Point of intersection of $f(x)$ and $f^{-1}(x)$

Question

Can we say that that if $f(x)$ and $f^{-1}(x)$ intersect, then at least one point of intersection will lie on $y=x$?

Also there are many function e.g. $f(x)=1-x^3$ where point of intersection exists outside $y=x$ There will be $5$(odd) point of intersection of $f(x)=1-x^3$ and $f^{-1}(x)=(1-x)^{1/3}$ out of which one lie on $y=x$. Will there exist a function in which there will be even number of point of intersection but odd number of point of intersection will lie outside $y=x$?

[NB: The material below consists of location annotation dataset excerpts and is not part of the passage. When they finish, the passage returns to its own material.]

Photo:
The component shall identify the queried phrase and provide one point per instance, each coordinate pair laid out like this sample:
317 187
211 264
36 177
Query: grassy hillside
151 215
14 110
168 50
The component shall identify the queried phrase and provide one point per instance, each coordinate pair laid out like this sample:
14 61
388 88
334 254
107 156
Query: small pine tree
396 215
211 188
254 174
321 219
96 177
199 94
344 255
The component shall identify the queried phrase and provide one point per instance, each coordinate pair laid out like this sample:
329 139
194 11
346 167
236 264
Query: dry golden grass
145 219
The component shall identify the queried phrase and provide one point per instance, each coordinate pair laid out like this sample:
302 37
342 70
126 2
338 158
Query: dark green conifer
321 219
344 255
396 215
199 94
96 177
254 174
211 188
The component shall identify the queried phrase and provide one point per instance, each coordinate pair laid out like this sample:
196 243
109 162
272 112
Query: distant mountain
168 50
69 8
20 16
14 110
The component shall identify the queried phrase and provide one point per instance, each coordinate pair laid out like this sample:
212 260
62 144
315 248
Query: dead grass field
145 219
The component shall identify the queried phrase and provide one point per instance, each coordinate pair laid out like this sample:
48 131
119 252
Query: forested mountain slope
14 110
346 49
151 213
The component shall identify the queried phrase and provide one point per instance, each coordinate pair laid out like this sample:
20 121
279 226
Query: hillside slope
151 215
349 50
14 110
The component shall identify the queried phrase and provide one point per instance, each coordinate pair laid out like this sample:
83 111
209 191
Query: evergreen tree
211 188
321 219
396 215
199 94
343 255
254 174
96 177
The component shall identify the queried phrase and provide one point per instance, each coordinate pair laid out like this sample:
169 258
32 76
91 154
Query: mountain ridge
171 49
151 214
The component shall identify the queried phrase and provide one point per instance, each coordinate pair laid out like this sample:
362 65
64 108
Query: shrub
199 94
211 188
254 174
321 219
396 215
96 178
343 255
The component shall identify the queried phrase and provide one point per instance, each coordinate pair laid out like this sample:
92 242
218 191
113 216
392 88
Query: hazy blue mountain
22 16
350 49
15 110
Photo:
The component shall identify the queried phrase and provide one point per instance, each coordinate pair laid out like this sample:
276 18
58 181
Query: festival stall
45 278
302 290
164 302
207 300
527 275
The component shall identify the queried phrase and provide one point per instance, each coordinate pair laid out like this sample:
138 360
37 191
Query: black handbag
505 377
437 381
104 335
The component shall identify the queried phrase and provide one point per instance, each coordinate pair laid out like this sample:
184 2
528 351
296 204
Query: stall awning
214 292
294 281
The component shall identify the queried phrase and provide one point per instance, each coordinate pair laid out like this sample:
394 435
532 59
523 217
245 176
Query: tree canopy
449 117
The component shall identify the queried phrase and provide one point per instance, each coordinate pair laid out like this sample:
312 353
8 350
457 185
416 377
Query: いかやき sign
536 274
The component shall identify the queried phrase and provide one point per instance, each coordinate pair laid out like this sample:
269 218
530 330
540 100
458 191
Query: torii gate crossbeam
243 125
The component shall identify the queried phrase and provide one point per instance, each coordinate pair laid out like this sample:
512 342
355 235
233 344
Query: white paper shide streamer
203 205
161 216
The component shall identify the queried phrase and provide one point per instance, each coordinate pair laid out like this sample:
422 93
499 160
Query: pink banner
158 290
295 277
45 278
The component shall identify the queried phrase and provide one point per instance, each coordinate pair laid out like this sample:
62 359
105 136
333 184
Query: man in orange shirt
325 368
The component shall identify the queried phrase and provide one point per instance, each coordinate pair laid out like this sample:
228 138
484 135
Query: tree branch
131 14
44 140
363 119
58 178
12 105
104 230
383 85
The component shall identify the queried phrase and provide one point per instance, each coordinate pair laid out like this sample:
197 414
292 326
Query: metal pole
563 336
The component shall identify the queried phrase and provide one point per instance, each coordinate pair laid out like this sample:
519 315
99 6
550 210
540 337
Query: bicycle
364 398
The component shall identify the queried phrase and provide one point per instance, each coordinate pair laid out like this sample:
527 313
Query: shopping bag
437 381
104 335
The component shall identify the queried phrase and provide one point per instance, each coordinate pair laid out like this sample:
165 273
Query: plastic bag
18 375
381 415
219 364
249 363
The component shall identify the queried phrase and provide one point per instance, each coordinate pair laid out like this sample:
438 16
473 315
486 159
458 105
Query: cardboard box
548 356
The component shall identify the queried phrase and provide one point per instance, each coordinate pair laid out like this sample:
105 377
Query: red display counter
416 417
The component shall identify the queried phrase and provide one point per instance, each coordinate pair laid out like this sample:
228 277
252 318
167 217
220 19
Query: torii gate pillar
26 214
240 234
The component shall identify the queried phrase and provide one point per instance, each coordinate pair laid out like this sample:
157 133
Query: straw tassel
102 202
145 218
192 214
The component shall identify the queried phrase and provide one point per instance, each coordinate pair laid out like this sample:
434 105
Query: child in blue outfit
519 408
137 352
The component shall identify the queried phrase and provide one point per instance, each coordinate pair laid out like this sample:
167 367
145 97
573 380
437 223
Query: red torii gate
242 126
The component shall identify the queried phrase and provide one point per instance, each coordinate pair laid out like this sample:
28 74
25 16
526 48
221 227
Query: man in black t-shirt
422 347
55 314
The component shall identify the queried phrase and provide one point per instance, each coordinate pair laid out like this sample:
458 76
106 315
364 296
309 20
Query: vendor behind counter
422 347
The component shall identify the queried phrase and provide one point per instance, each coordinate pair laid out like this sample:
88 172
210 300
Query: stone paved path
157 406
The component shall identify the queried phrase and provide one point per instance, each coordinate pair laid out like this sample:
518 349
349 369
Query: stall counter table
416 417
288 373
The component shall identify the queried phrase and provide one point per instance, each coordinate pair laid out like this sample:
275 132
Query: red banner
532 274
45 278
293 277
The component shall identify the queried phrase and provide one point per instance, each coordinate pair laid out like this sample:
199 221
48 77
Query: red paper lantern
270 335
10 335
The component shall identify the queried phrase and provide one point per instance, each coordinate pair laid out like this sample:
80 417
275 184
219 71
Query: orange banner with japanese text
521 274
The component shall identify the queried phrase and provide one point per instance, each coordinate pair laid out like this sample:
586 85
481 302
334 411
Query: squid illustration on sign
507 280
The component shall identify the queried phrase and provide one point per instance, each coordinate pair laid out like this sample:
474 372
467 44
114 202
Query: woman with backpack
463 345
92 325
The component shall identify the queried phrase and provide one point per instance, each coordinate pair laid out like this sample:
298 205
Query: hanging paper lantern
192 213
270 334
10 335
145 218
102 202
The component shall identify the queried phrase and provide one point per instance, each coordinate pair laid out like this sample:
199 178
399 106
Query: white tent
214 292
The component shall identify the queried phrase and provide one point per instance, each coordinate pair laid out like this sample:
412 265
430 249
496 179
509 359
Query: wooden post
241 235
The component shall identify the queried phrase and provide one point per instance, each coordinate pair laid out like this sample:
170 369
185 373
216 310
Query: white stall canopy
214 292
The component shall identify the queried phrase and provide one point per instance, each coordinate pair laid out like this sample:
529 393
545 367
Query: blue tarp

Also it is clear that in case of strictly increasing continuous function , point of intersection if exists will lie on $y=x$ but will also be true for strictly increasing discontinuous function?

Answer 1

It is perfectly possible for the graphs of $f$ and $f^{-1}$ to cross away from the line $y=x$.

We need is $f(p)=q$ and $f^{-1}(p)=q$.

Given that $f^{-1}$ exists, and so $f$ and $f^{-1}$ are one-to-one, the condition that $f^{-1}(p)=q$ becomes $f(f^{-1}(p)) = f(q)$, i.e. $p=f(q)$. Hence:

The graphs of $f$ and $f^{-1}$ cross at the points $(x,y)=(p,q)$ where both $f(p)=q$ and $f(q)=p$.

This is trivially true on the line $y=x$, where $p=q$.

Answer 2

if the graphs of $f$ and $f^{-1}$ intersect at $(x,y)$, then they will also intersect at $(y,x)$.

If the function is additionally assumed to be continuous, then -- since $(x,y)$ and $(y,x)$ are on different sides of the diagonal $x=y$ -- the function graph must cross the line $x=y$. And such a point is necessarily also a crossing of $f$ and $f^{-1}$.